Ранний напев неугомонного жаворонка и призывно требовательный крик грача будят пахаря, поднимая его от кратковременного сна, призывают его снова заняться благородным трудом.

Видимо уже было не рано – жаворонок залетев куда-то в поднебесье, торопливо и переборчиво пел, заливался подобно звонкому колокольчику. Вблизи, где-то в болоте, лягушка спросонья начала задорно и старательно трещать, и квакать. Первым в таборе проснулся Иван Федотов. Он вылез из-под телеги, потянувшись, зевнул, взглянул на западное небо. Он наблюдал, как искобоченная краюшка серебряного месяца медленно прячется за кромку отдалённого леса, как розовый рассвет слизывает звезды с неба, сначала мелочь, а потом и крупноту.

Прогоняя из тела легкий озноб, Иван вздрогнув всем станом, скомандовал:

– Вставайте мужики, пора браться за дело!

Из-под телег повскакали Василий и Митька, ребят оставили досыпать.

– Мы, этот загон допашем, посеем и на Онискино поле переедем. У меня там два небольших загона и ланок, остались – засеять и сев закончен! – оповестил Иван мужиков.

– А мы туда завтра переедем. У меня на Онискином-то поле, тоже два загона да лан, с болотичками посредине, – проговорил и Василий.

Допахав и посеяв последний здесь загон, Федотовы уехали на Онискино поле к реке Серёжа. Митька тоже переехал куда-то в другое место, а Савельевы переехали за дальний Шишикол, там Василий Ефимович давно углядел большую палестину бросовый бесхозный земли. Решил воспользоваться, вспахать и посеять на ней вику на сено. Василий Ефимович не упускал случая воспользоваться припахать к своей земле лишнюю бороздку, где это не в ущерб соседу. Он говаривал при этом: «Дорога борозда к загону!». На пашне и севе этой обширной, зажатой между двумя оврагами палестины, Савельевы задержались долго. Пахали наперемену оба, то отец, то Ванька. Ванька, устало передвигая нож по борозде, цепко держался за поручни плуга, но его веселили звонкие напевы жаворонков, крики грачей и дробное пощёлкивание перепёлки, спрятавшейся в траве где-то поблизости. Вспахав эту палестину, отец принялся рассыпать вику, а Ванька, зацепив борону, принялся за бороньбу. Из поля, домой в этот день, Савельевы приехали поздно, под вечер, когда с полей в село гнали стада мелкой и крупной скотины.

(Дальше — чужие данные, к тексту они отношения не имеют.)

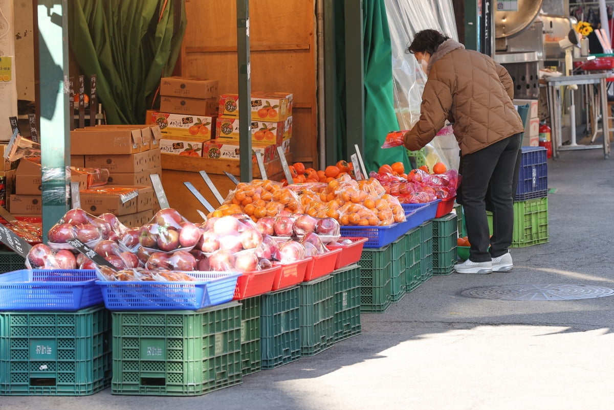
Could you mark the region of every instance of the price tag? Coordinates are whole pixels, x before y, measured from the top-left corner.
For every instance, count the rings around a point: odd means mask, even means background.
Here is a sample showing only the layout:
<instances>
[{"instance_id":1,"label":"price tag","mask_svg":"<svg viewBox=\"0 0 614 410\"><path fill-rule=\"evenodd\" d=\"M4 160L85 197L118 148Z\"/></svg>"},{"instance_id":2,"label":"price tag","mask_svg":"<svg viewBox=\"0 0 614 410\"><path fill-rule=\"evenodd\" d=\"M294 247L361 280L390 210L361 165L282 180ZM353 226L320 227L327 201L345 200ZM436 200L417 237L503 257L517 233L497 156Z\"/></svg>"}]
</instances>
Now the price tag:
<instances>
[{"instance_id":1,"label":"price tag","mask_svg":"<svg viewBox=\"0 0 614 410\"><path fill-rule=\"evenodd\" d=\"M222 198L222 195L220 193L220 191L217 190L216 185L213 185L213 181L211 180L211 179L209 177L209 176L207 175L207 172L205 171L201 171L198 173L200 174L200 176L203 177L203 179L204 180L207 186L209 187L209 189L211 190L213 196L216 197L216 199L217 199L217 202L220 203L220 205L221 205L222 203L224 201L224 199Z\"/></svg>"},{"instance_id":2,"label":"price tag","mask_svg":"<svg viewBox=\"0 0 614 410\"><path fill-rule=\"evenodd\" d=\"M0 242L14 250L20 256L26 258L32 247L27 242L15 234L10 229L0 225Z\"/></svg>"},{"instance_id":3,"label":"price tag","mask_svg":"<svg viewBox=\"0 0 614 410\"><path fill-rule=\"evenodd\" d=\"M71 182L71 200L72 201L72 209L81 207L81 193L79 191L79 182Z\"/></svg>"},{"instance_id":4,"label":"price tag","mask_svg":"<svg viewBox=\"0 0 614 410\"><path fill-rule=\"evenodd\" d=\"M362 172L360 171L360 163L358 161L358 155L352 154L350 158L352 158L352 164L354 165L354 174L356 177L356 180L364 179L362 177Z\"/></svg>"},{"instance_id":5,"label":"price tag","mask_svg":"<svg viewBox=\"0 0 614 410\"><path fill-rule=\"evenodd\" d=\"M233 182L235 183L235 185L239 185L239 180L237 179L234 175L225 171L224 171L224 174L225 174L226 176L227 176L228 178L230 179L230 180L231 180Z\"/></svg>"},{"instance_id":6,"label":"price tag","mask_svg":"<svg viewBox=\"0 0 614 410\"><path fill-rule=\"evenodd\" d=\"M12 80L13 58L0 57L0 82L10 82Z\"/></svg>"},{"instance_id":7,"label":"price tag","mask_svg":"<svg viewBox=\"0 0 614 410\"><path fill-rule=\"evenodd\" d=\"M168 199L166 198L166 193L162 188L162 181L160 179L160 176L157 174L152 174L149 176L152 180L152 185L154 187L154 191L155 192L155 196L158 198L158 203L161 208L169 208L171 206L168 204Z\"/></svg>"},{"instance_id":8,"label":"price tag","mask_svg":"<svg viewBox=\"0 0 614 410\"><path fill-rule=\"evenodd\" d=\"M198 191L198 190L196 188L196 187L192 185L192 182L186 181L185 182L184 182L184 185L185 185L185 187L187 188L190 192L192 193L192 195L194 195L196 199L198 199L198 202L203 204L203 206L204 206L207 211L210 212L212 212L216 210L216 209L211 206L211 204L209 203L209 201L207 201L204 196L203 196L203 194Z\"/></svg>"},{"instance_id":9,"label":"price tag","mask_svg":"<svg viewBox=\"0 0 614 410\"><path fill-rule=\"evenodd\" d=\"M41 140L38 137L38 131L36 131L36 115L28 114L28 124L30 126L30 139L34 142L41 143Z\"/></svg>"},{"instance_id":10,"label":"price tag","mask_svg":"<svg viewBox=\"0 0 614 410\"><path fill-rule=\"evenodd\" d=\"M86 257L88 257L91 261L93 261L96 265L99 266L109 266L112 268L114 271L117 271L117 268L114 266L111 262L107 261L106 259L101 257L96 253L96 251L90 248L89 246L83 243L77 239L68 239L66 241L66 243L71 246L77 250L79 251Z\"/></svg>"},{"instance_id":11,"label":"price tag","mask_svg":"<svg viewBox=\"0 0 614 410\"><path fill-rule=\"evenodd\" d=\"M289 184L294 184L294 179L292 178L292 174L290 173L288 161L286 160L286 153L284 153L284 148L282 147L278 147L277 153L279 155L279 161L281 161L281 168L284 169L284 174L286 176L286 179L288 181Z\"/></svg>"},{"instance_id":12,"label":"price tag","mask_svg":"<svg viewBox=\"0 0 614 410\"><path fill-rule=\"evenodd\" d=\"M260 151L256 152L256 162L258 163L258 169L260 170L260 178L268 179L268 177L266 176L266 169L265 168L265 161L262 158L262 153Z\"/></svg>"}]
</instances>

На другой день, на завершение весеннего сева, Савельевы выехали на Онискино поле, пахать и сеять на оставшихся там два загона и широкий лан. Они ехали по ближнему полю, которое было засеяно еще до Пасхи. Это поле, выпроводив пахаря, отдыхало. Земля, отдыхая от упругого топота лошадиных копыт при пашне, от вскрывающих ее грудь, плугов, от причёсывающих ее неровности борон, натружено расступалась всходами, готовилась к роду обильного урожая. Здесь отдыхали и дороги: осела придорожная пыль, дороги прошибла неприхотливая, сорная трава.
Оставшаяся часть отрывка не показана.